Professor Archie Cochrane, a Scottish Epidemiologist in his retirement years
wrote a book entitled, “Effectiveness and Efficiency: Random Reflections on
Health Services” in 1972.
2.
It had a landmark effect on the health profession because the question of how
really effective are our curative procedures was an issue that had not been
addressed aggressively for some time. Historically, it is a question that has
always been in the mind of the deliverers of treatment to help them to decide
on a hopefully successful course of treatment. I am of course referring to
serious, ethically inclined practitioners and not charlatans who are just out
for a fast buck. Ancient medical texts usually have at its basis some amount of
logic, passed down assumptions and usually common sense with an occasional dash
of magic and illogicality.
Modern
western based medicine has progressed ever since they came out of the dark ages
(with a heavy push from the indomitable Martin Luther of the Renaissance and
Reformation fame).
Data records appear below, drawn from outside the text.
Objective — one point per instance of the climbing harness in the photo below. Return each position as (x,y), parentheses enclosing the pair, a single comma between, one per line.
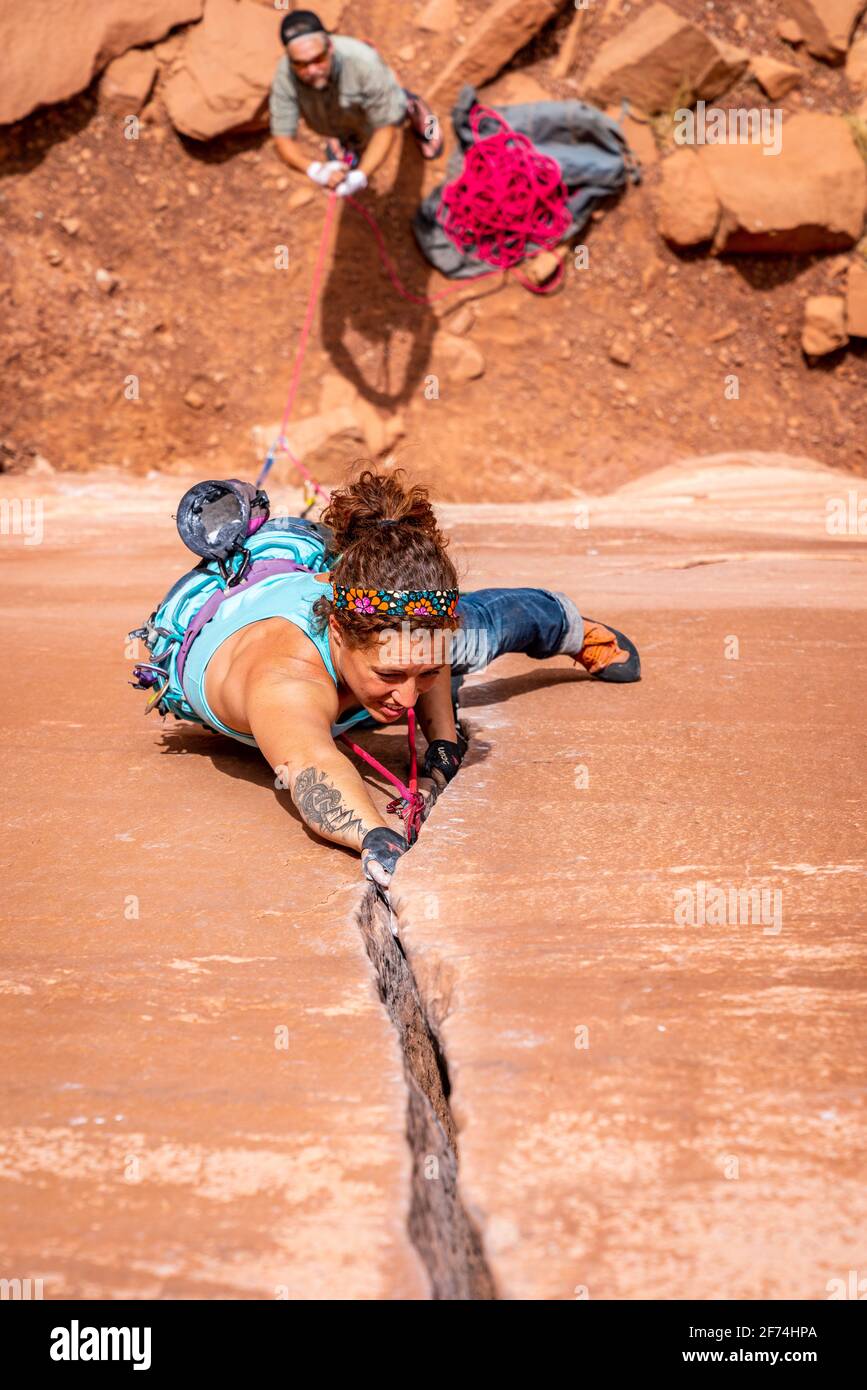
(225,524)
(409,805)
(506,198)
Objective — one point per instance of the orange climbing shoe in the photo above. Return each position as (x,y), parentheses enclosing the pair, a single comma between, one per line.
(607,653)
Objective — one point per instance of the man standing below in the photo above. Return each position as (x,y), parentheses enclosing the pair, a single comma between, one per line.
(345,91)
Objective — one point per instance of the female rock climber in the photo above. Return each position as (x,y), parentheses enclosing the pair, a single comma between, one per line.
(293,659)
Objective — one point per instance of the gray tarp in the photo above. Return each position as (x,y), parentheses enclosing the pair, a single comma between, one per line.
(589,148)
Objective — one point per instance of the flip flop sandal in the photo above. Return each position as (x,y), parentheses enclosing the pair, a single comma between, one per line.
(621,672)
(423,121)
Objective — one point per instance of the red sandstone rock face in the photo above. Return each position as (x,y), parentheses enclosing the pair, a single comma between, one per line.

Logic and rationale were applied seriously to cures and
treatment of diseases, and thus western based medicine proceeded to dominate
the world scene because many of their treatments work somewhat and sometimes
spectacularly, and is based on some rational commonsense. However, along the
years, thinking had stagnated somewhat so that by the time Professor Cochrane
offered up his book, it met a crying, but unspoken felt need.
3.
Professor Cochrane’s work currently is honored and propagated in centres of
evidence-based medical research called “Cochrane Centers”.
4.
The term “Evidence Based Medicine” or EBM for short was first coined and used
in a published medical article by Guyatt et al in 1992.
5.
Professor David Sackett in the 1996
editorial of the British Medical Journal defined EBM as, “EBM is the
conscientious, explicit and judicious use of current best evidence in making
decisions about the care of individual patients.” Let me paraphrase, “Evidence
based medicine is the wise use of current research in curing individual
patients.” The original philosophy of EBM does not mean pitting research
evidence against clinical experience and individual patient values. Instead, it
is the integrating of these three, namely research evidence, clinical experience
and individual patient values in order to come out with a suitable and balanced
course of treatment.
6.
Strength of evidence can be generally divided as follows:
Level 1 : Random Controlled Trial
Level 2 : Controlled Trial
Level 3 : Clinical Experience
Level 4 : Hearsay
7.
One more consideration to take into account in deciding on a treatment modality
for a patient should be the question, “ What is the purpose and intention of
using the principle of EBM in the treatment of patients?”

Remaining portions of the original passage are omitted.